(CNN) - Joe Miller hit back at his on-again opponent Sen. Lisa Murkowski Monday, saying she broke her word to voters by announcing her plans to run as a write-in candidate in the Alaska Senate race.
"I won the Republican primary with the largest Republican voter turnout in the history of this state, and we've had an extraordinary number come behind this campaign in the days following that, and even more coming behind this campaign after [Murkowski] announced her write-in campaign, which of course contradicted the word she gave just a few days before the primary that she would support the victor of the Republican primary," Miller told CNN Chief National Correspondent John King.
Murkowski was defeated in Alaska's GOP primary by the once-little-known Miller, who enjoyed the backing of Tea Party activists and former Alaska Gov. Sarah Palin. Just a few weeks after conceding the race, Murkowski announced that she would mount a write-in campaign, following an outpouring of support that gave her a "moment of pause from her previous plans to wrap up her career as a senator," a Murkowski spokesman told CNN.
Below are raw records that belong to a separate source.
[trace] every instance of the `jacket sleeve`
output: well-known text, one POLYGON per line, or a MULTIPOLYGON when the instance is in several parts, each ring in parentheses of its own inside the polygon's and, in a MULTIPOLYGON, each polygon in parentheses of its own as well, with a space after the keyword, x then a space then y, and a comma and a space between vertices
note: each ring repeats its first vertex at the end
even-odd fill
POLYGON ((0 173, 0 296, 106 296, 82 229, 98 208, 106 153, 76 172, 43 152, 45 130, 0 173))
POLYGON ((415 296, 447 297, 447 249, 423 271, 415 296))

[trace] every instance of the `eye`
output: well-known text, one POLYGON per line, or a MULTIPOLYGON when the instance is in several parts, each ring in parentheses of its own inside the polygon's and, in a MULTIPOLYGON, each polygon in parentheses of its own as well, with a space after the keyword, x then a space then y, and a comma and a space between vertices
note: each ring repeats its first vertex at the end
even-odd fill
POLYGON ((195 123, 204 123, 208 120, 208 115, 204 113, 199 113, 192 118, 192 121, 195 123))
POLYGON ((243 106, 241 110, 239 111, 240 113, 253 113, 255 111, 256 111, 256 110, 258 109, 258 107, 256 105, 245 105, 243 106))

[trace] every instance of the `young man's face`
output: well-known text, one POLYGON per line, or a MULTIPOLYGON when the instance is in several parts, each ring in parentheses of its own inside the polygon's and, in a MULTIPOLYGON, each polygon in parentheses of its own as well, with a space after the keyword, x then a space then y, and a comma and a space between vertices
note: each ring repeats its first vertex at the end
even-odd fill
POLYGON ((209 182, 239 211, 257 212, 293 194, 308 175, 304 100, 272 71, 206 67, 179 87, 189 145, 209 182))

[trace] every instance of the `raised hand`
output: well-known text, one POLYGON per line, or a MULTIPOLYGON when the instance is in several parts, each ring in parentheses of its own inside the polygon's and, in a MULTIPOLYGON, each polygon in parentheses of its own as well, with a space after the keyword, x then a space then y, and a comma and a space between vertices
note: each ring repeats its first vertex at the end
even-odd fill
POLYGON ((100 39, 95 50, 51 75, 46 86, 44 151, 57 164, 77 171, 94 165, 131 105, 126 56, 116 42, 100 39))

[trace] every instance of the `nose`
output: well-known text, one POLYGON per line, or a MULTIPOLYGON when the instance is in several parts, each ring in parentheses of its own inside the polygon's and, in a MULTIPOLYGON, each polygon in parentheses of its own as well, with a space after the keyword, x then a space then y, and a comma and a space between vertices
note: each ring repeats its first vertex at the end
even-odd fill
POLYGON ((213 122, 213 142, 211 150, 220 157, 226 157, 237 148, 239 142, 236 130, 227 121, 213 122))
On Sunday, Murkowski blamed her loss on the Tea Party Express, telling CNN Chief Political Correspondent Candy Crowley that the group unfairly influenced the outcome of the race.
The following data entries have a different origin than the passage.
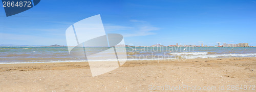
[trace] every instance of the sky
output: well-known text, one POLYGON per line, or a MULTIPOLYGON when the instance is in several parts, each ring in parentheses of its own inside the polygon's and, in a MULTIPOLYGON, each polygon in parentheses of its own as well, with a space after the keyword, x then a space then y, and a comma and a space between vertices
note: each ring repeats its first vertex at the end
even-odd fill
POLYGON ((9 17, 1 7, 0 44, 67 45, 67 28, 98 14, 127 45, 256 46, 256 0, 42 0, 9 17))

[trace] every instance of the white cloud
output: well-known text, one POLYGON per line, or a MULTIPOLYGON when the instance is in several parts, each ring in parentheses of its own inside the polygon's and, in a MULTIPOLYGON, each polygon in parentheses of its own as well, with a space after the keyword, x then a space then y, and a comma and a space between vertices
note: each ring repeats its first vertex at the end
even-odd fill
POLYGON ((135 19, 132 19, 130 20, 131 22, 142 22, 142 23, 145 23, 146 22, 145 21, 142 21, 142 20, 135 20, 135 19))

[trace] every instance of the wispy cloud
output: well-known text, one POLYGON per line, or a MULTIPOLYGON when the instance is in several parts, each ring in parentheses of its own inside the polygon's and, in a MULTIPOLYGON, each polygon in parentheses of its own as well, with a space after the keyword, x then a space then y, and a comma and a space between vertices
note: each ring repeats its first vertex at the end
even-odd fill
POLYGON ((129 30, 135 28, 133 27, 128 27, 121 25, 116 25, 113 24, 104 24, 104 28, 105 31, 115 31, 129 30))
POLYGON ((106 32, 116 31, 115 32, 121 34, 125 37, 155 35, 156 33, 154 31, 160 29, 149 24, 145 21, 131 20, 130 22, 132 24, 130 26, 104 24, 104 27, 106 32))

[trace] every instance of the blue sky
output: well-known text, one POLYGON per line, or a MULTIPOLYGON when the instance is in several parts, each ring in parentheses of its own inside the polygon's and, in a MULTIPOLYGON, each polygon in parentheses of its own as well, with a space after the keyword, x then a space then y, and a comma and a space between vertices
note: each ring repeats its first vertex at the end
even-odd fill
MULTIPOLYGON (((3 6, 3 5, 1 5, 3 6)), ((256 46, 256 1, 41 1, 7 17, 0 8, 0 44, 67 45, 66 29, 100 14, 106 33, 126 44, 256 46)))

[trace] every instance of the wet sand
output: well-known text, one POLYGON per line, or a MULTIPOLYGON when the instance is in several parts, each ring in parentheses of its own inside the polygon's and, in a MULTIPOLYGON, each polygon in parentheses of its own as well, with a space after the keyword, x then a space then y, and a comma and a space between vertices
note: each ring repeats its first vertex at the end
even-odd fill
MULTIPOLYGON (((3 64, 0 91, 148 91, 185 85, 173 89, 197 91, 200 87, 204 91, 208 90, 204 86, 216 86, 210 91, 219 91, 225 86, 228 91, 228 85, 256 85, 255 71, 255 57, 127 61, 94 77, 87 62, 3 64)), ((246 90, 255 91, 252 87, 246 90)))

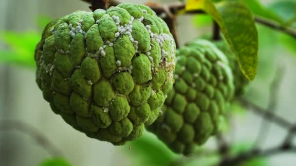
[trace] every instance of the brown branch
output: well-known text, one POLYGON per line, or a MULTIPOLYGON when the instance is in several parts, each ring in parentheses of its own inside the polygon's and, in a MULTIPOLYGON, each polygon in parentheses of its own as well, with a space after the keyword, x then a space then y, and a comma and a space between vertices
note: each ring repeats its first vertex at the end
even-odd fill
POLYGON ((229 146, 221 133, 219 133, 216 137, 218 146, 219 152, 222 156, 224 156, 229 149, 229 146))
POLYGON ((243 161, 259 157, 267 157, 278 154, 281 152, 296 153, 296 147, 291 146, 289 148, 279 146, 270 148, 264 150, 252 150, 241 154, 232 158, 224 158, 220 162, 219 166, 232 166, 238 164, 243 161))
MULTIPOLYGON (((90 3, 90 1, 91 0, 82 0, 83 1, 88 2, 90 3)), ((95 0, 92 0, 93 1, 96 1, 95 0)), ((97 0, 96 1, 98 1, 97 0)), ((111 6, 116 6, 117 4, 119 4, 120 3, 118 2, 117 0, 111 0, 111 6)), ((169 10, 170 12, 173 15, 176 15, 178 13, 178 12, 181 10, 184 10, 185 9, 185 4, 181 2, 175 2, 172 3, 169 3, 167 4, 169 8, 169 10)), ((158 5, 157 6, 150 6, 150 8, 155 12, 155 13, 159 15, 160 14, 163 13, 165 12, 165 10, 164 9, 163 6, 162 5, 158 5)), ((93 10, 96 9, 96 7, 92 7, 93 10)), ((204 12, 201 10, 192 10, 190 11, 186 11, 185 14, 205 14, 204 12)), ((262 17, 259 17, 258 16, 255 17, 255 21, 259 24, 261 24, 264 25, 266 26, 269 27, 271 28, 274 29, 275 30, 282 32, 284 33, 287 33, 292 36, 294 37, 296 37, 296 31, 287 27, 284 27, 281 26, 281 25, 275 21, 272 21, 271 20, 267 19, 266 18, 263 18, 262 17)))
POLYGON ((213 36, 212 37, 212 39, 214 41, 218 41, 221 39, 221 37, 220 36, 220 28, 219 28, 219 25, 217 23, 213 21, 214 23, 213 24, 213 36))
POLYGON ((52 156, 61 156, 62 153, 46 137, 29 124, 18 120, 0 120, 0 131, 16 130, 34 138, 37 143, 52 156))
POLYGON ((296 31, 291 28, 283 27, 280 24, 256 17, 255 21, 259 23, 265 25, 273 29, 285 33, 290 35, 294 37, 296 37, 296 31))
POLYGON ((267 120, 269 120, 271 118, 273 119, 274 122, 276 123, 278 126, 285 129, 289 129, 293 124, 283 118, 279 116, 276 114, 273 114, 268 111, 266 111, 265 109, 249 101, 247 101, 243 99, 240 100, 240 102, 247 108, 249 108, 251 110, 254 111, 257 114, 261 116, 263 118, 267 120))
POLYGON ((91 4, 90 9, 92 12, 98 9, 107 10, 110 5, 110 0, 82 0, 91 4))
MULTIPOLYGON (((278 67, 275 74, 276 77, 271 83, 271 84, 269 88, 269 101, 268 102, 268 106, 265 111, 266 113, 264 115, 264 116, 268 116, 268 114, 275 114, 276 107, 278 102, 278 90, 280 83, 282 81, 283 73, 284 69, 283 67, 278 67)), ((271 122, 273 121, 273 117, 272 116, 270 117, 268 119, 271 122)), ((258 148, 259 145, 262 144, 268 134, 271 123, 268 123, 267 121, 265 120, 266 119, 266 118, 262 119, 260 128, 257 135, 257 138, 254 145, 254 147, 255 148, 258 148)))

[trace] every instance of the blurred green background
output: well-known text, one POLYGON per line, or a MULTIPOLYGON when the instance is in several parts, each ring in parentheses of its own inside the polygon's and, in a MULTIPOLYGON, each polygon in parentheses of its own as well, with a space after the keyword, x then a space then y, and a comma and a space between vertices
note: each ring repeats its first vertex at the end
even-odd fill
MULTIPOLYGON (((296 27, 295 0, 246 1, 255 15, 296 27)), ((89 5, 78 0, 0 1, 0 125, 4 119, 30 124, 53 142, 63 154, 61 159, 46 160, 51 156, 28 134, 14 131, 0 132, 0 166, 37 166, 40 163, 42 166, 207 166, 215 163, 219 156, 213 151, 217 147, 214 138, 201 147, 195 156, 185 158, 173 154, 148 132, 126 146, 114 147, 86 137, 66 124, 60 116, 53 114, 35 82, 35 46, 47 23, 76 10, 89 11, 89 5)), ((204 15, 179 16, 177 27, 181 45, 210 33, 211 24, 210 18, 204 15)), ((275 111, 295 123, 296 39, 262 25, 257 27, 258 72, 243 97, 265 108, 269 86, 276 70, 279 66, 283 67, 275 111)), ((224 133, 231 144, 231 152, 236 155, 252 148, 262 118, 237 104, 233 105, 229 111, 231 118, 224 133)), ((278 144, 286 134, 286 131, 274 124, 271 124, 269 131, 266 140, 259 145, 260 148, 278 144)), ((254 159, 244 165, 295 166, 296 156, 283 153, 268 158, 254 159)))

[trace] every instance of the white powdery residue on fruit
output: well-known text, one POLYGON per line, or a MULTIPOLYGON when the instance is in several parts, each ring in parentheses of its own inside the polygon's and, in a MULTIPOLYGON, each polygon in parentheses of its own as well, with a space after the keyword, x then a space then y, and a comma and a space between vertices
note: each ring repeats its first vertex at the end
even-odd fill
POLYGON ((120 61, 119 61, 119 60, 117 60, 117 61, 116 61, 116 65, 117 65, 118 66, 121 66, 121 62, 120 61))
POLYGON ((52 75, 52 74, 53 74, 53 72, 54 71, 55 68, 55 65, 52 65, 51 66, 50 66, 50 68, 49 69, 49 75, 52 75))
POLYGON ((218 65, 219 65, 219 66, 220 67, 222 67, 222 68, 225 68, 225 64, 224 64, 223 62, 221 62, 221 61, 217 61, 217 64, 218 64, 218 65))
POLYGON ((175 77, 175 79, 178 79, 178 78, 179 78, 179 75, 178 75, 178 74, 175 74, 174 75, 174 77, 175 77))
POLYGON ((100 53, 101 53, 101 55, 102 57, 104 57, 104 56, 106 55, 106 52, 105 52, 105 50, 103 50, 101 51, 100 53))
POLYGON ((150 30, 151 29, 151 27, 150 26, 150 25, 146 25, 146 26, 145 26, 145 27, 146 27, 146 28, 147 28, 147 30, 150 30))
POLYGON ((115 37, 118 37, 120 34, 120 33, 119 33, 119 32, 117 32, 117 33, 115 33, 115 37))
POLYGON ((143 19, 144 19, 144 17, 142 16, 142 17, 141 17, 141 18, 137 18, 136 19, 137 20, 139 20, 139 21, 140 21, 141 22, 142 22, 142 21, 143 21, 143 19))
POLYGON ((167 52, 166 52, 165 50, 161 49, 161 55, 163 58, 166 57, 167 55, 167 52))
POLYGON ((70 31, 70 32, 69 32, 69 34, 70 36, 71 36, 71 37, 72 37, 72 38, 74 38, 74 36, 75 36, 75 33, 73 32, 73 31, 70 31))
POLYGON ((92 85, 92 84, 93 84, 91 80, 88 80, 87 83, 90 85, 92 85))
POLYGON ((146 55, 147 55, 148 57, 149 57, 150 56, 150 55, 151 54, 151 53, 150 53, 150 52, 149 51, 147 51, 146 52, 146 53, 145 53, 145 54, 146 54, 146 55))
POLYGON ((138 44, 139 44, 139 42, 137 40, 134 40, 132 43, 133 44, 135 49, 136 49, 136 52, 138 52, 138 44))
POLYGON ((154 90, 152 90, 151 91, 151 96, 153 96, 153 95, 154 95, 154 94, 155 94, 155 92, 154 91, 154 90))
"What happened in my particular race, you had the Tea Party Express, this California-based group, come in at the last minute in a campaign, run a mudslinging, smear - just a terrible, terrible - campaign with lies and fabrications and mischaracterizations," Murkowski told Crowley on CNN's "State of the Union."
"They came in, dumped $600,000 into a small market here in Alaska, and they absolutely clearly influenced the outcome."
But Miller dismissed the criticism, calling Murkowski "hypocritical," and pointing to reports that Murkowski met with lobbyists in Washington prior to announcing her write-in campaign, to drum up financial support.
"We have some out-of-state money coming in, but the people supporting the campaign have a vested interest in saving this country, this is the American people saying that the system is broken and we see people moving things in the right direction," Miller said.
In a previous appearance on "John King, USA," Miller charged that the country is heading toward socialism, and went after Democrats for "expanding the entitlement state."
It's a charge that has not gone unnoticed by Democratic leaders, who have sought to portray Miller as a fringe candidate whose small-government convictions fall to the right of most Republicans.
In an appearance on NBC's "Meet the Press," former President Bill Clinton weighed in on the Alaska race, saying of Miller: "I understand it said that [Miller] thought unemployment compensation was unconstitutional. Well putting 10 million more people in bread lines is not my idea of how to bring the economy back or balance the budget."
But Miller denied that he would abolish unemployment payments and instead called for an eventual transition back to the state level for such programs, contending that they are unsustainable at the federal level.
"The federal government has kept down the American worker, has kept down the American economy, whether it's by Obamacare, that 1099 requirement, whether it's taxation. The party of Bill Clinton is the problem," Miller said.